Stress Can Trigger a Heart Attack
Links Between Stress and Heart Attack Revealed
Two recent studies shed light on the persistent link between stress and sudden heart attacks. In one, a group of German researchers found that as your stress level rises, so do your levels of disease-promoting white blood cells.
Dr. Matthias Nahrendorf explains:
“High levels of white blood cells may lead to progression of atherosclerosis, plaque rupture and myocardial infarction. The latter implies that a part of the heart muscle, which pumps the blood with every beat, dies off.
This may cause heart failure, either right away if the infarct is large, or later on through maladaptive processes. The heart tries to compensate for the loss of contractile muscle tissue but over time this compensation leads to a larger heart, which is weaker.”
Another study, published in the online open-access journal mBiofound yet another way for sudden stress, emotional shock, or overexertion, to trigger a heart attack.

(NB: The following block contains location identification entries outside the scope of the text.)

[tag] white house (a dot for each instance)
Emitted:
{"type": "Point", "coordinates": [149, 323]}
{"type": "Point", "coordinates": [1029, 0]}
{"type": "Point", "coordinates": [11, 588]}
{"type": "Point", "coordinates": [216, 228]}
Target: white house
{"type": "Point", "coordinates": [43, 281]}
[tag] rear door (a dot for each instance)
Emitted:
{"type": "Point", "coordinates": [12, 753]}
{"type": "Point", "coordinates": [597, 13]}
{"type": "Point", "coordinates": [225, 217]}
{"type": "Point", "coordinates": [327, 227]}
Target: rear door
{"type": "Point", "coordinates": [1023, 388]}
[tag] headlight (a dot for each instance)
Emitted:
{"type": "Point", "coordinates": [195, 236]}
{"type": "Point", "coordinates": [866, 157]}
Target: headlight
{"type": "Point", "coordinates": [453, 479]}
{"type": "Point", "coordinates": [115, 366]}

During moments of high stress, your body releases hormones such as norepinephrine, which the researchers claim can cause the dispersal of bacterial biofilms from the walls of your arteries. This dispersal can allow plaque deposits to suddenly break loose, thereby triggering a heart attack.
Stress contributes to heart disease in other ways as well. Besides norepinephrine, your body also releases other stress hormones that prepare your body to either fight or flee. One such stress hormone is cortisol.
When stress becomes chronic, your immune system becomes increasingly desensitized to cortisol, and since inflammation is partly regulated by this hormone, this decreased sensitivity heightens the inflammatory response and allows inflammation to get out of control.